If you haven’t been subjected to this most recent debate, here’s the video. I apologize in advance if this causes you to obsessively play it over and over again for the rest of the afternoon. Listen carefully!
You’ll notice that, like the video promises, you hear whatever word you’re looking at while it plays. And even if you try to trick yourself and don’t look at either word, you’ll probably just hear the last one you looked at or whichever one you’re thinking about, even subconsciously. I’ve played this video back dozens of times trying to prove my own brain wrong, and there’s just no way.
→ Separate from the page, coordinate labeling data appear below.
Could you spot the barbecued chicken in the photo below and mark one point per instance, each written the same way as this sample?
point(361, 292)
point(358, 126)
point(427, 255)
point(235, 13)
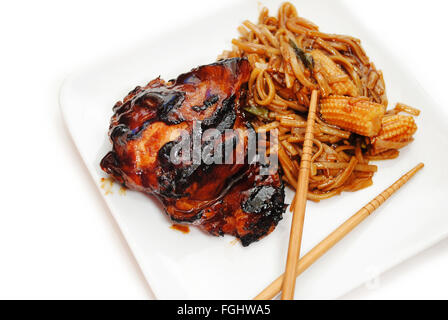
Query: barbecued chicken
point(221, 198)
University of Toronto assistant linguistics professor Jessamyn Schertz explained to CTV News that a perceived word can be said so many different ways from person to person depending on particular speech patterns, accents, etc. that there isn’t actually one determined set of sounds that make up a word. So, we can hear a word uttered a billion different ways and still understand it.
"Humans are so used to listening to speech that it seems easy and effortless, but actually, reconstructing someone's message from the sounds we hear is an extremely complex task," Schertz said. "Just by looking at a word -- or even by closing your eyes and imagining a word -- that influences the way we hear the exact same sound."
Knowing that no word is tied to a single set of sounds explains how we’re able to hear different things out of the same few noises. But it doesn’t work with just any word; the fact that we have two distinct words, brainstorm and green needle, to choose from makes it easier for our brains to decide what we hear.
We expect sounds based on other factors surrounding it (in this case, literally looking at the words), so we’re simply primed to hear a word that we’re already anticipating. This would also likely explain the Stroop Effect color brain-teaser you’ve definitely tried before and why it’s so damn hard.
So, as you see, here we have just another example of our brains doing whatever the hell they want with no regard for our sanity! And that’s just the way the cookie crumbles.
P.S. It’s supposed to say "brainstorm." Did that just ruin everything for you?